La seconde question est liée à la première. Où trouver ces nouveaux prêtres ? Je connais des familles chrétiennes qui veulent que se lèvent des vocations mais dans la famille d’à-côté. Comment, dans vos familles, présente-t-on la vocation sacerdotale ? Si on insiste sur le petit salaire des prêtres, si l’on dit qu’on ne peut se marier, si l’on insiste sur le manque d’enfants, si l’on songe aux pauvres prêtres de campagne – et tout cela est vrai, bien sûr, et il ne convient pas d’être naïfs et de le cacher aux jeunes – mais si les familles chrétiennes ne disent que cela, alors je comprends que beaucoup de jeunes n’aient pas envie de donner leur vie au Seigneur Jésus. Toute vocation entraîne des privations, même la vocation au mariage. Mais quand deux amoureux se marient, ils sont entraînés par leur amour, et ils ont raison ; ils ne mettent pas au premier plan leurs futurs problèmes, même s’ils ont eu la sagesse de les évoquer. Parler de la vocation sacerdotale sans orienter les jeunes vers le visage du Christ, c’est se condamner à ne plus faire se lever de vocations. Mais cela pose, en arrière-plan, la question de la place du Christ dans la vie familiale, dans les engagements chrétiens de la famille, dans la qualité de la prière familiale.

 

Demander au Seigneur Jésus des prêtres pour qu’ils s’occupent de bien gérer la vie matérielle de la paroisse et pour multiplier les messes afin que chaque paroissien trouve son horaire sans bousculer son emploi du temps, je ne pense pas que ce soit une prière entenduepar notre Père. Demander des prêtres, dans la famille d’àcôté mais surtout pas dans la sienne, je ne pense pas que ce soit une prière encouragée par le Christ. Alors, quelle peut-être une bonne prière de demande ?

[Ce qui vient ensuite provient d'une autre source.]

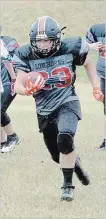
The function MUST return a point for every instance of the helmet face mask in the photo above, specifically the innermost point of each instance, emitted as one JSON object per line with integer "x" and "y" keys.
{"x": 45, "y": 37}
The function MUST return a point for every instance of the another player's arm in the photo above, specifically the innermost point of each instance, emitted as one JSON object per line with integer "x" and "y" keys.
{"x": 92, "y": 40}
{"x": 93, "y": 78}
{"x": 19, "y": 84}
{"x": 81, "y": 58}
{"x": 90, "y": 68}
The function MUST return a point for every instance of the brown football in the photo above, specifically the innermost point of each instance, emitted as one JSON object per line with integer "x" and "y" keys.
{"x": 32, "y": 76}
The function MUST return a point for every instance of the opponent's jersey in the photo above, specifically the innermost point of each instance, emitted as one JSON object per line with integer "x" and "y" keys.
{"x": 8, "y": 47}
{"x": 97, "y": 33}
{"x": 59, "y": 72}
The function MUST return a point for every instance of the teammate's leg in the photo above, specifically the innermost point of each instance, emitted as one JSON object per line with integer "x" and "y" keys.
{"x": 67, "y": 125}
{"x": 102, "y": 85}
{"x": 12, "y": 138}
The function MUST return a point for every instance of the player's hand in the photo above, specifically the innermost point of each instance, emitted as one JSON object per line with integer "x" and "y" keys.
{"x": 97, "y": 93}
{"x": 12, "y": 87}
{"x": 96, "y": 46}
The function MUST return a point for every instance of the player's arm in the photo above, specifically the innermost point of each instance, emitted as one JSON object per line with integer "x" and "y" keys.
{"x": 81, "y": 58}
{"x": 6, "y": 59}
{"x": 24, "y": 85}
{"x": 92, "y": 40}
{"x": 19, "y": 84}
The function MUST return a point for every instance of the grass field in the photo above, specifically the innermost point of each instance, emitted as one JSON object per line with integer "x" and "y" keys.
{"x": 30, "y": 182}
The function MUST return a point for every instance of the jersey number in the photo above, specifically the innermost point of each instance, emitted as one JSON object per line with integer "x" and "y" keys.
{"x": 57, "y": 72}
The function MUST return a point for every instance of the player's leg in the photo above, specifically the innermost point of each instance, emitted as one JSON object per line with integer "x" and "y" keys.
{"x": 67, "y": 125}
{"x": 3, "y": 137}
{"x": 12, "y": 138}
{"x": 103, "y": 85}
{"x": 50, "y": 132}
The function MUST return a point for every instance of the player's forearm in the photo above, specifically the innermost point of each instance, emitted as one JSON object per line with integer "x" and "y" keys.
{"x": 92, "y": 73}
{"x": 10, "y": 69}
{"x": 19, "y": 88}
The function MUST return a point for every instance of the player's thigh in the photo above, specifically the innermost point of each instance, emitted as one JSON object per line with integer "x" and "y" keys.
{"x": 6, "y": 98}
{"x": 67, "y": 120}
{"x": 50, "y": 138}
{"x": 102, "y": 86}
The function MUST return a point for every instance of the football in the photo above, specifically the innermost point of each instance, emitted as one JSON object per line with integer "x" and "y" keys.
{"x": 32, "y": 76}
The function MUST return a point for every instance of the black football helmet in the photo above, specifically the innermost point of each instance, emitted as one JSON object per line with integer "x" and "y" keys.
{"x": 48, "y": 29}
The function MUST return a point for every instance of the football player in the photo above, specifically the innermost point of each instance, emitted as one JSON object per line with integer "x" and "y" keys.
{"x": 96, "y": 37}
{"x": 8, "y": 137}
{"x": 57, "y": 104}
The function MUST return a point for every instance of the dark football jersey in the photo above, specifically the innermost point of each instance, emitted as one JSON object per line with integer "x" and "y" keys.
{"x": 96, "y": 33}
{"x": 59, "y": 72}
{"x": 11, "y": 45}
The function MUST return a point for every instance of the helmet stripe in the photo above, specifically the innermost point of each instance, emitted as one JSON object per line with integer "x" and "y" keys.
{"x": 41, "y": 26}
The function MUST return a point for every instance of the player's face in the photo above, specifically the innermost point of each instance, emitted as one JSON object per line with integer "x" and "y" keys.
{"x": 44, "y": 44}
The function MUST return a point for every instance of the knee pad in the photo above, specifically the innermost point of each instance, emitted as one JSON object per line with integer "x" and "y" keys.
{"x": 52, "y": 147}
{"x": 5, "y": 119}
{"x": 65, "y": 143}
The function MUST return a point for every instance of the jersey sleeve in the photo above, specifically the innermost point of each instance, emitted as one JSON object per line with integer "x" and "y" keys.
{"x": 12, "y": 46}
{"x": 4, "y": 51}
{"x": 20, "y": 62}
{"x": 90, "y": 36}
{"x": 80, "y": 51}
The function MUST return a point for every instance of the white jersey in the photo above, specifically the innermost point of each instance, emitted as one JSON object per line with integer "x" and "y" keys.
{"x": 4, "y": 52}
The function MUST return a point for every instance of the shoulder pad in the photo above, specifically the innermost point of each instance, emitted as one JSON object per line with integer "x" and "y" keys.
{"x": 23, "y": 52}
{"x": 72, "y": 45}
{"x": 98, "y": 30}
{"x": 11, "y": 44}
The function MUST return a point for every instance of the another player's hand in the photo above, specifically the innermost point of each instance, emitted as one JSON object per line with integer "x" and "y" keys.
{"x": 32, "y": 88}
{"x": 97, "y": 93}
{"x": 12, "y": 87}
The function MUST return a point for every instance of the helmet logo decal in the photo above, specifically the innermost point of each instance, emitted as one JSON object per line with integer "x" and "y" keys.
{"x": 41, "y": 27}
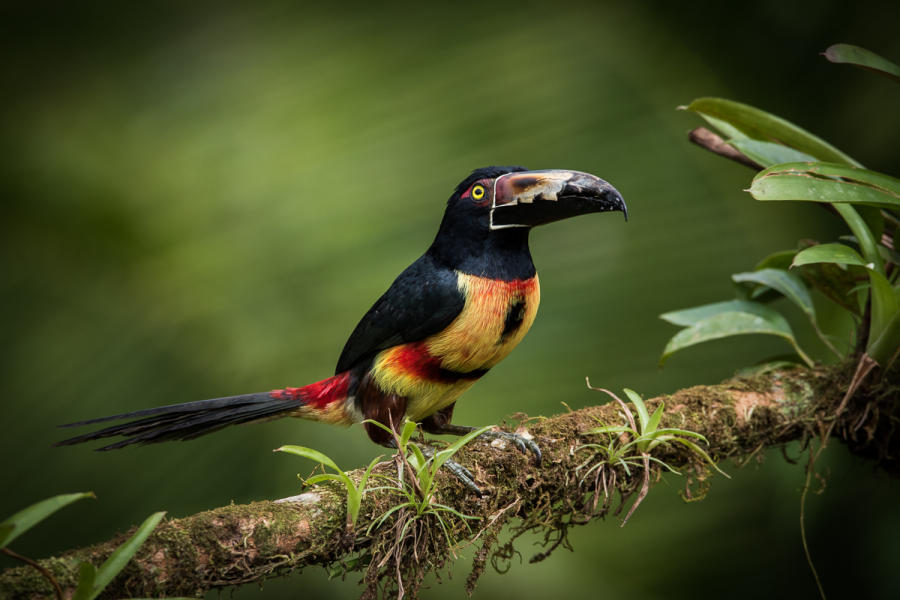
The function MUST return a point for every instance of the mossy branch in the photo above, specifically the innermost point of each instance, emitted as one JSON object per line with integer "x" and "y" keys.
{"x": 238, "y": 544}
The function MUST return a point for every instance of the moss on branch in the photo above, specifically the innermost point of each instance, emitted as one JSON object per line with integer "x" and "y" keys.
{"x": 237, "y": 544}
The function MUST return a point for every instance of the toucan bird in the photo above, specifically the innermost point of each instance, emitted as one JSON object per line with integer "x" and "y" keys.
{"x": 442, "y": 324}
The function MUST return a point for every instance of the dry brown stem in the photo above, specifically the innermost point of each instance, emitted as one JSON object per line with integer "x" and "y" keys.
{"x": 233, "y": 545}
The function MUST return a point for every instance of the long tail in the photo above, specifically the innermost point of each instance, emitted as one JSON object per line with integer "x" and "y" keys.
{"x": 321, "y": 401}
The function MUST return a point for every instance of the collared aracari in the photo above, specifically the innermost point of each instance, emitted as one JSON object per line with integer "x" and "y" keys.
{"x": 442, "y": 324}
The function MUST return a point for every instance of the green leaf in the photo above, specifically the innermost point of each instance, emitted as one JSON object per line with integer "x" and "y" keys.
{"x": 692, "y": 316}
{"x": 769, "y": 153}
{"x": 728, "y": 324}
{"x": 860, "y": 57}
{"x": 789, "y": 284}
{"x": 777, "y": 260}
{"x": 311, "y": 454}
{"x": 760, "y": 125}
{"x": 643, "y": 414}
{"x": 28, "y": 517}
{"x": 828, "y": 253}
{"x": 826, "y": 182}
{"x": 655, "y": 418}
{"x": 611, "y": 429}
{"x": 408, "y": 428}
{"x": 884, "y": 304}
{"x": 120, "y": 557}
{"x": 87, "y": 574}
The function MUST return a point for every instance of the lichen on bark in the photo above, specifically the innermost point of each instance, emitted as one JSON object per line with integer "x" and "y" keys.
{"x": 237, "y": 544}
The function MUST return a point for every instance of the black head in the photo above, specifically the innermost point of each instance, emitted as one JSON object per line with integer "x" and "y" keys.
{"x": 492, "y": 210}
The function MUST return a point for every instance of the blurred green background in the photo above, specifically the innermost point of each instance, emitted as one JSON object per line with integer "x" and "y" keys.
{"x": 201, "y": 200}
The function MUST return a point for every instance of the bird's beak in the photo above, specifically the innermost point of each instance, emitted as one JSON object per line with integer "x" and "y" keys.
{"x": 531, "y": 198}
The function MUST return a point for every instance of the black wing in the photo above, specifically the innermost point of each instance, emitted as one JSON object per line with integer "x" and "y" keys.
{"x": 423, "y": 300}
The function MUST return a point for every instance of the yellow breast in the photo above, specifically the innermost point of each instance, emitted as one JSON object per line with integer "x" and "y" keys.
{"x": 432, "y": 373}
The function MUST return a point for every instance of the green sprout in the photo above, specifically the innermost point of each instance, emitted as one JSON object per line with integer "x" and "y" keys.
{"x": 91, "y": 580}
{"x": 416, "y": 481}
{"x": 355, "y": 492}
{"x": 631, "y": 444}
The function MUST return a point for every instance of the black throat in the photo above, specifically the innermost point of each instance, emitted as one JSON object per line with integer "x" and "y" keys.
{"x": 502, "y": 254}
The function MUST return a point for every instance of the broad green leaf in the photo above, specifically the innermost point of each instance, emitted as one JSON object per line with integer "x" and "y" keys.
{"x": 769, "y": 153}
{"x": 87, "y": 574}
{"x": 120, "y": 557}
{"x": 790, "y": 285}
{"x": 729, "y": 324}
{"x": 828, "y": 253}
{"x": 311, "y": 454}
{"x": 611, "y": 429}
{"x": 28, "y": 517}
{"x": 691, "y": 316}
{"x": 826, "y": 182}
{"x": 860, "y": 57}
{"x": 409, "y": 428}
{"x": 864, "y": 236}
{"x": 728, "y": 130}
{"x": 655, "y": 418}
{"x": 455, "y": 446}
{"x": 777, "y": 260}
{"x": 836, "y": 283}
{"x": 315, "y": 479}
{"x": 760, "y": 125}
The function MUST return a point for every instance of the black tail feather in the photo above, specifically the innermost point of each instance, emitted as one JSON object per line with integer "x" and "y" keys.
{"x": 184, "y": 421}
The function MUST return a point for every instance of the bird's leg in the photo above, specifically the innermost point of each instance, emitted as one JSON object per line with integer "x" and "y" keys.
{"x": 463, "y": 474}
{"x": 460, "y": 472}
{"x": 439, "y": 423}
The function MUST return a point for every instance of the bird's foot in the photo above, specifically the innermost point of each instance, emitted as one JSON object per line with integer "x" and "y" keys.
{"x": 460, "y": 472}
{"x": 524, "y": 444}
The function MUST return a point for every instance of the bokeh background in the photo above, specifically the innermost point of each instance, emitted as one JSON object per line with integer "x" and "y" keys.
{"x": 201, "y": 200}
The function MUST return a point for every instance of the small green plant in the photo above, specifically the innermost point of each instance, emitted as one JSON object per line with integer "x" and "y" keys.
{"x": 631, "y": 444}
{"x": 419, "y": 525}
{"x": 355, "y": 492}
{"x": 416, "y": 479}
{"x": 91, "y": 580}
{"x": 859, "y": 272}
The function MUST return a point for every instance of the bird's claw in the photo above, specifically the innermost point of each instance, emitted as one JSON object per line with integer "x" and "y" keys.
{"x": 524, "y": 444}
{"x": 460, "y": 472}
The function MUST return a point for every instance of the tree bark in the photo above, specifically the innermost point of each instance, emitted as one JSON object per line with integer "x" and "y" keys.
{"x": 238, "y": 544}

Laissons agir l’Esprit Saint en toute liberté. Pour cela, acceptons de parler avec autant de joie du sacerdoce que du mariage qui sont deux vocations admirables : de cette façon, le jeune aura la liberté de choisir vraiment.

Et, surtout, désirons fermement que le Christ soit un véritable membre de nos familles.